There is evidence that task shifting can alleviate the pharmacist shortage in developing countries. In Malawi, an emergency training and credentialing program for health workers increased the number of pharmacy technicians by 84 percent between 2004 and 2009 (O’Neil et al., 2010). Malawian pharmacy technicians supervise pharmacy attendants, the lower-level staff who stock and dispense drugs, allowing the technician more time for stock management and other more complicated tasks (Shulman et al., 2009). Because of task shifting, pharmacy technicians monitor adherence to antiretroviral treatment in Zambia and tuberculosis treatment in urban Uganda (Bolton-Moore et al., 2007; Mafigiri et al., 2011; Stringer et al., 2006).
Training and task shifting programs that recruit minimally educated shopkeepers are also promising. For example, Kilifi, Kenya, is a rural area of 70,000 people with 15 licensed dispensaries and pharmacies and 316 general stores that sell medicine (Marsh et al., 2004). A training program for Kilifi shopkeepers more than doubled the proportion of antimalarials sold in adequate dosage (Marsh et al., 2004). A similar Kenyan program trained mobile wholesalers or wholesaler counter attendants to teach drug retailers about correct malaria drug dosing (Tavrow and Shabahang, 2002). After 6 months, mystery shoppers were nine times more likely to receive the correct drugs in the correct dose from retailers who had participated in the program (Tavrow and Shabahang, 2002).
Using workers more efficiently could do much to remedy chaotic drug retail in low- and middle-income countries, but there is also a problem of retaining trained staff in underserved posts. Even minimal technical training confers a competitive advantage in the labor market, especially in poor countries (Attanasio et al., 2009; GTZ, n.d.; Kasipar et al., 2009). Newly minted pharmacy technicians or drug dispensers can easily leave their rural
assignment for better paying jobs in places with a higher standard of living and better opportunities for their children. This pattern can undermine the best efforts to improve rural-urban equity and should be discouraged, while respecting the individual right to emigrate.

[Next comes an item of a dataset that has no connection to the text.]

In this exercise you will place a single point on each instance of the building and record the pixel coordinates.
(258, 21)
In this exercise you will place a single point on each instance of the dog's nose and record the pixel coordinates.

Governments should reward service in underserved areas and attempt to mitigate the hardships of these posts. The people who take advantage of training programs are bright and ambitious. They naturally want their children to be at least as educated as they are. Scholarships for the children of pharmacy staff in underserved areas could assuage fears that a rural posting puts their children at a disadvantage. Efforts to guarantee good schooling for children, possibly through boarding schools or scholarships, could remove a barrier to rural service (Rao et al., 2010). Better salaries can draw trained staff to cities, but tax breaks and hardship pay can alleviate this obstacle (CSG, 2008; Rao et al., 2010).
Health workers also have concerns about quality of life and physical hardships in rural posts (Rao et al., 2010). Subsidized housing or provision of modern living quarters could help in places where this is a common concern. It is also possible to recruit pharmacy technicians and pharmacy assistants from underserved communities. Training students from rural and remote areas is a known way to reduce attrition in these posts (Rabinowitz et al., 1999). The Australian Rural and Remote Pharmacy program has successfully increased service to rural and isolated communities, in part through giving scholarships to students from rural backgrounds (see Box 5-4).
Disorganized medicines retail is not confined to developing countries. The previous section describes the large gray market for medicines in bazaars and unlicensed drug shops in low- and middle-income countries. The internet serves the same purpose, but mostly in middle- and high-income countries. Illegitimate internet pharmacies are similar to unlicensed drug shops both in the quality of the products they stock, which is poor, and in the lack of official oversight of their operations (Crawford, 2003). And, because the internet facilitates easy international sales, online drug stores have spread the problem of falsified and substandard drugs “from small, unprofitable, markets in developing nations to the [drug] industry’s most lucrative markets” (Lybecker, 2007, p. 512).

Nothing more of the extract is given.